Verto explains that ports are still plagued by inefficiency and equipment breakdowns, which lead to significant vessel delays, increased demurrage costs and, often, spoiled produce.

The dysfunction of ports and rail is estimated to cost farmers tens of thousands of rands per hectare in reduced returns and increased expenses.

Additionally, trade policy uncertainty – such as the status of the African Growth and Opportunity Act (Agoa) – and persistent biosecurity risks pose ongoing threats to South Africa’s market access and agriculture profitability. 

Verto states that, without Agoa, South African exports such as wine, citrus and nuts could face tariffs of between 3% and 15%, or higher, which would significantly erode the competitiveness of South African products in the US market.

South African exports are also facing rising tariff and trade barriers in other key markets, which require constant negotiation and diversification strategies.
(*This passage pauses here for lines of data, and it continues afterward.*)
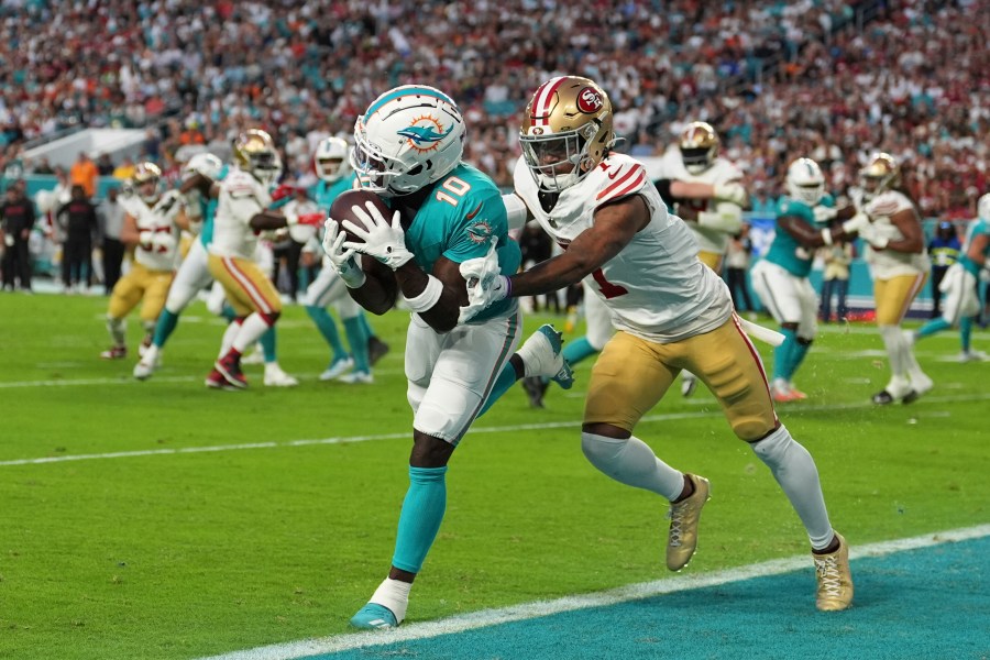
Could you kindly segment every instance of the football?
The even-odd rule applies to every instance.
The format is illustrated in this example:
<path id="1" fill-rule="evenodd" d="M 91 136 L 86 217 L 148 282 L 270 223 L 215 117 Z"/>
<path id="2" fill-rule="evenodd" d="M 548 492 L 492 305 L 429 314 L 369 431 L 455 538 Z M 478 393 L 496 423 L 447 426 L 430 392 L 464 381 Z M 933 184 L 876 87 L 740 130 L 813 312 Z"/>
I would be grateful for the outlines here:
<path id="1" fill-rule="evenodd" d="M 343 231 L 348 235 L 348 241 L 353 241 L 355 243 L 362 242 L 360 237 L 355 237 L 343 228 L 343 221 L 350 220 L 358 227 L 363 228 L 364 222 L 361 220 L 361 218 L 354 215 L 352 208 L 359 206 L 364 209 L 365 202 L 369 201 L 371 201 L 378 208 L 378 210 L 382 212 L 382 216 L 386 220 L 392 221 L 392 209 L 389 209 L 385 205 L 385 201 L 383 201 L 381 197 L 378 197 L 374 193 L 370 193 L 369 190 L 359 189 L 341 193 L 337 196 L 337 199 L 334 199 L 333 204 L 330 206 L 330 217 L 341 223 L 341 231 Z"/>

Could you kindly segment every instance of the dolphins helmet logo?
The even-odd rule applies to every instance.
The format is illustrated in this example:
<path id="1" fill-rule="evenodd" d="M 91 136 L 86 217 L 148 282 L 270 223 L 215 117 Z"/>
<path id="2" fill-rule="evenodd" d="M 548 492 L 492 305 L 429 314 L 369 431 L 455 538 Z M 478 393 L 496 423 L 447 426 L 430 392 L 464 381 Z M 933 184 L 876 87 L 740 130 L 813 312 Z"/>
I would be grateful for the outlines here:
<path id="1" fill-rule="evenodd" d="M 417 117 L 413 120 L 413 125 L 408 129 L 398 131 L 398 134 L 409 141 L 409 146 L 418 152 L 431 152 L 440 148 L 440 142 L 450 135 L 453 131 L 453 124 L 446 131 L 443 124 L 429 114 Z"/>

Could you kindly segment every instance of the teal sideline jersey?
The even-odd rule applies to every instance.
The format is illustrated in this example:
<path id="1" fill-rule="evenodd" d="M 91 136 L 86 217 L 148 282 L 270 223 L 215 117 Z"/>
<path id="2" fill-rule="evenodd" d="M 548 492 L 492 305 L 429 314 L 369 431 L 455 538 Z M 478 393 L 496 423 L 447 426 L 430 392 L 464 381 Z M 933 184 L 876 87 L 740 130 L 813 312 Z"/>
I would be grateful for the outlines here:
<path id="1" fill-rule="evenodd" d="M 326 213 L 333 205 L 333 200 L 337 199 L 341 193 L 354 187 L 354 180 L 356 178 L 358 175 L 351 173 L 349 176 L 333 182 L 332 184 L 320 179 L 312 188 L 310 188 L 310 197 L 317 206 L 320 207 L 320 210 Z"/>
<path id="2" fill-rule="evenodd" d="M 215 184 L 219 184 L 223 179 L 227 178 L 227 174 L 230 172 L 230 166 L 224 165 L 222 169 L 220 169 L 220 176 L 217 177 Z M 202 212 L 202 228 L 199 230 L 199 242 L 202 243 L 204 248 L 209 248 L 210 243 L 213 242 L 213 217 L 217 215 L 217 204 L 218 200 L 212 199 L 211 197 L 200 196 L 199 206 L 201 207 Z"/>
<path id="3" fill-rule="evenodd" d="M 461 163 L 432 185 L 429 196 L 406 229 L 406 246 L 426 273 L 444 256 L 454 263 L 485 256 L 495 240 L 503 275 L 519 268 L 522 253 L 508 238 L 508 218 L 502 191 L 487 175 Z M 479 314 L 473 321 L 502 316 L 516 305 L 506 298 Z"/>
<path id="4" fill-rule="evenodd" d="M 972 240 L 979 235 L 990 235 L 990 221 L 983 218 L 977 218 L 970 223 L 969 229 L 966 230 L 966 241 L 963 242 L 963 250 L 959 251 L 959 264 L 976 277 L 980 276 L 980 265 L 969 258 L 967 253 L 972 244 Z M 983 257 L 987 256 L 990 256 L 990 241 L 983 248 Z M 985 261 L 983 263 L 987 262 Z"/>
<path id="5" fill-rule="evenodd" d="M 818 202 L 821 206 L 834 207 L 835 199 L 832 195 L 825 195 Z M 803 201 L 781 197 L 777 205 L 777 217 L 790 216 L 803 220 L 811 229 L 817 231 L 818 224 L 815 223 L 815 212 L 813 207 L 807 206 Z M 767 251 L 765 257 L 771 264 L 777 264 L 784 271 L 795 277 L 807 277 L 811 273 L 812 261 L 814 261 L 814 251 L 809 251 L 801 246 L 801 243 L 787 231 L 777 226 L 777 232 L 773 235 L 773 242 L 770 243 L 770 250 Z"/>

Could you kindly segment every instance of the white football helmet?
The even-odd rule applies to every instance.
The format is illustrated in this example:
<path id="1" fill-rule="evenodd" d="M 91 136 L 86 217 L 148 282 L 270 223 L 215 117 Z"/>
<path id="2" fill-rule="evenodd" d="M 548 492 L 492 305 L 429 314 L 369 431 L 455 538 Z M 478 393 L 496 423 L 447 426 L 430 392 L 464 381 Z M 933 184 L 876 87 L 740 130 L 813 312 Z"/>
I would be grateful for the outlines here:
<path id="1" fill-rule="evenodd" d="M 409 195 L 461 162 L 464 118 L 453 100 L 426 85 L 386 91 L 354 123 L 351 167 L 383 197 Z"/>
<path id="2" fill-rule="evenodd" d="M 350 151 L 351 147 L 343 138 L 321 140 L 312 156 L 317 176 L 333 184 L 351 174 Z"/>
<path id="3" fill-rule="evenodd" d="M 814 207 L 825 196 L 825 175 L 811 158 L 798 158 L 788 167 L 788 196 Z"/>
<path id="4" fill-rule="evenodd" d="M 223 170 L 223 161 L 210 153 L 199 153 L 189 158 L 189 162 L 183 166 L 183 180 L 189 179 L 194 174 L 202 176 L 216 182 L 220 178 Z"/>
<path id="5" fill-rule="evenodd" d="M 615 146 L 612 123 L 612 101 L 594 80 L 561 76 L 540 85 L 519 129 L 537 185 L 560 193 L 587 176 Z"/>
<path id="6" fill-rule="evenodd" d="M 131 187 L 144 204 L 152 205 L 162 194 L 158 186 L 161 180 L 162 169 L 157 165 L 151 162 L 138 163 L 131 176 Z"/>
<path id="7" fill-rule="evenodd" d="M 987 193 L 977 201 L 977 216 L 990 222 L 990 193 Z"/>

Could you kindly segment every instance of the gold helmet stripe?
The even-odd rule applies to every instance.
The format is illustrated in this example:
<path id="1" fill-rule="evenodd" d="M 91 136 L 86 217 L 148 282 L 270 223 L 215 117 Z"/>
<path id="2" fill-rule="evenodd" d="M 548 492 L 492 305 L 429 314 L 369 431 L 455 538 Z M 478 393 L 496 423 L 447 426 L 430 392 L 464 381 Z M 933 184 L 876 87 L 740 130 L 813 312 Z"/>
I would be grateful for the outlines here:
<path id="1" fill-rule="evenodd" d="M 532 124 L 536 127 L 550 125 L 550 111 L 553 110 L 553 97 L 557 90 L 566 80 L 566 76 L 551 78 L 543 82 L 534 95 Z"/>

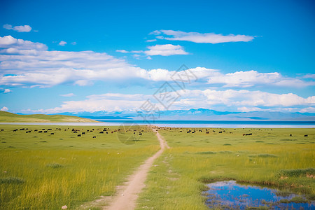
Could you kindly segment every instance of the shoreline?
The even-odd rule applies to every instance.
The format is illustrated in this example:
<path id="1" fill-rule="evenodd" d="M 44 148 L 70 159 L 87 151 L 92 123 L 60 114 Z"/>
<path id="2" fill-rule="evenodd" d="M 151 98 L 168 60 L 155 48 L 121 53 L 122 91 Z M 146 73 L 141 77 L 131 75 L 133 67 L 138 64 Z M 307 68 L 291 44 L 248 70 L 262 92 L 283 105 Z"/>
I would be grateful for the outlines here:
<path id="1" fill-rule="evenodd" d="M 141 121 L 142 122 L 142 121 Z M 172 123 L 172 122 L 165 122 L 165 123 L 145 123 L 134 121 L 120 121 L 120 122 L 0 122 L 0 125 L 55 125 L 55 126 L 120 126 L 120 125 L 135 125 L 135 126 L 150 126 L 154 125 L 160 127 L 208 127 L 208 128 L 315 128 L 315 122 L 303 121 L 274 121 L 276 124 L 266 123 L 267 122 L 251 122 L 251 123 L 244 123 L 247 122 L 238 122 L 238 123 Z M 255 122 L 260 122 L 255 124 Z M 263 123 L 262 123 L 263 122 Z M 299 123 L 300 122 L 300 123 Z M 311 123 L 313 122 L 313 123 Z"/>

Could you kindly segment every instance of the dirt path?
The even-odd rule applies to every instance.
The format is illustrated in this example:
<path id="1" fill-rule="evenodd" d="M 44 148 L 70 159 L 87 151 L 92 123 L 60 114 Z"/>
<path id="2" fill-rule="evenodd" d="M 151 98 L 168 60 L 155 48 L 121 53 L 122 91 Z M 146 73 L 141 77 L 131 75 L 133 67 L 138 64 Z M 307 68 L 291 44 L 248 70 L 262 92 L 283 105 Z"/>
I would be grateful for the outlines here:
<path id="1" fill-rule="evenodd" d="M 163 153 L 165 148 L 169 148 L 167 143 L 163 139 L 158 133 L 158 130 L 153 128 L 154 132 L 160 141 L 160 150 L 153 156 L 149 158 L 144 163 L 139 167 L 132 175 L 129 181 L 119 190 L 117 195 L 113 197 L 113 201 L 110 202 L 108 206 L 104 207 L 106 210 L 129 210 L 134 209 L 136 207 L 136 201 L 141 190 L 145 187 L 144 182 L 150 168 L 153 162 Z"/>

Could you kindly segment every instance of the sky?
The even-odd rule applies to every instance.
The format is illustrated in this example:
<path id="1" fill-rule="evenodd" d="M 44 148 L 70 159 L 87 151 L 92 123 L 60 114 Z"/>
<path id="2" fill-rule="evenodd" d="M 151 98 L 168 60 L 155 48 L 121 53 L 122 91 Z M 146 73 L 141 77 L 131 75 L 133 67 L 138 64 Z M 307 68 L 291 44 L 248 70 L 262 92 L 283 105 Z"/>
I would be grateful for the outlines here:
<path id="1" fill-rule="evenodd" d="M 314 1 L 2 0 L 0 108 L 315 113 L 314 37 Z"/>

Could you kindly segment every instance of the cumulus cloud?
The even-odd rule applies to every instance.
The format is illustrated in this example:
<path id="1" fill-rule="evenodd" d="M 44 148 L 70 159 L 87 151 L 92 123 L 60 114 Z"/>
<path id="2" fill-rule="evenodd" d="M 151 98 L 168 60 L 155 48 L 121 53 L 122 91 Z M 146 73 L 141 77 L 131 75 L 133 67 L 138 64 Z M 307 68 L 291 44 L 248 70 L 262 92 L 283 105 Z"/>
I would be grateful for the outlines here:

For example, increased self-reliance in China with macadamia production means that South Africa must innovate and focus on high-quality processed kernel exports rather than raw in-shell products.

Verto adds that many international markets are requiring higher levels of verification for food safety and origin, particularly for meat; therefore, South Africa’s lack of a fully implemented national traceability system is a non-tariff barrier.

Commenting on climate conditions, Verto says South Africa’s agriculture sector should benefit from the predicted La Niña rains in the 2025/26 season but the increasing trend of erratic weather patterns linked to climate change demands massive investment in water-smart farming technologies.

FINANCIAL RESILIENCE

Verto further suggests that agricultural exporters urgently optimise their cross-border payment systems to help safeguard profit margins amid these operational and market pressures.

The firm believes that by addressing the systemic issues in the logistics chain and strategically implementing modern, cost-effective cross-border financial technologies, South African agricultural exporters can lock in profit margins, streamline operations and enhance their standing as reliable global suppliers.

“To remain competitive, exporters must focus not only on efficiency gains on the farm and at the port but also on making their financial processes as frictionless and low-cost as possible, which is why optimising cross-border payments is a key strategic imperative,” Verto says.

The firm explains that the inherent nature of agriculture trade – high volume, time-sensitive and involving volatile prices and exchange rates – makes efficient cross-border payments essential.

With traditional banking channels, South African exporters face issues with high costs, slow settlement times and a lack of transparency.

Verto suggests that exporters opt for non-bank digital payment providers or modern bank solutions that use faster rails for quicker transfers. The firm also recommends that exporters hold foreign currency earnings in digital wallets to pay foreign suppliers or overseas costs to reduce the need for constant and costly rand conversions.

Exporters can also partner with institutions that allow for setting preferred foreign exchange rates for large-volume transactions instead of accepting standard bank rates.

In respect of forward contracts, Verto says exporters can lock in an exchange rate for a future payment date to protect profit margins against a sudden depreciation of the payment currency – or appreciation of the rand.

With option contracts, exporters can buy the right to buy or sell currency at a specific rate, which offers flexibility if exchange rates move favourably.

Verto emphasises that it is now more important than ever for exporters to use blockchain solutions for key export crops. Not only does blockchain help verify sustainability and origin, it also enhances payment security and transparency for linked transactions.

Moreover, Verto urges exporters to partner with payment providers whose systems offer seamless application programming interface integration with existing enterprise resource planning or accounting software. This automates reconciliation, reduces manual error and provides team-time cash flow visibility.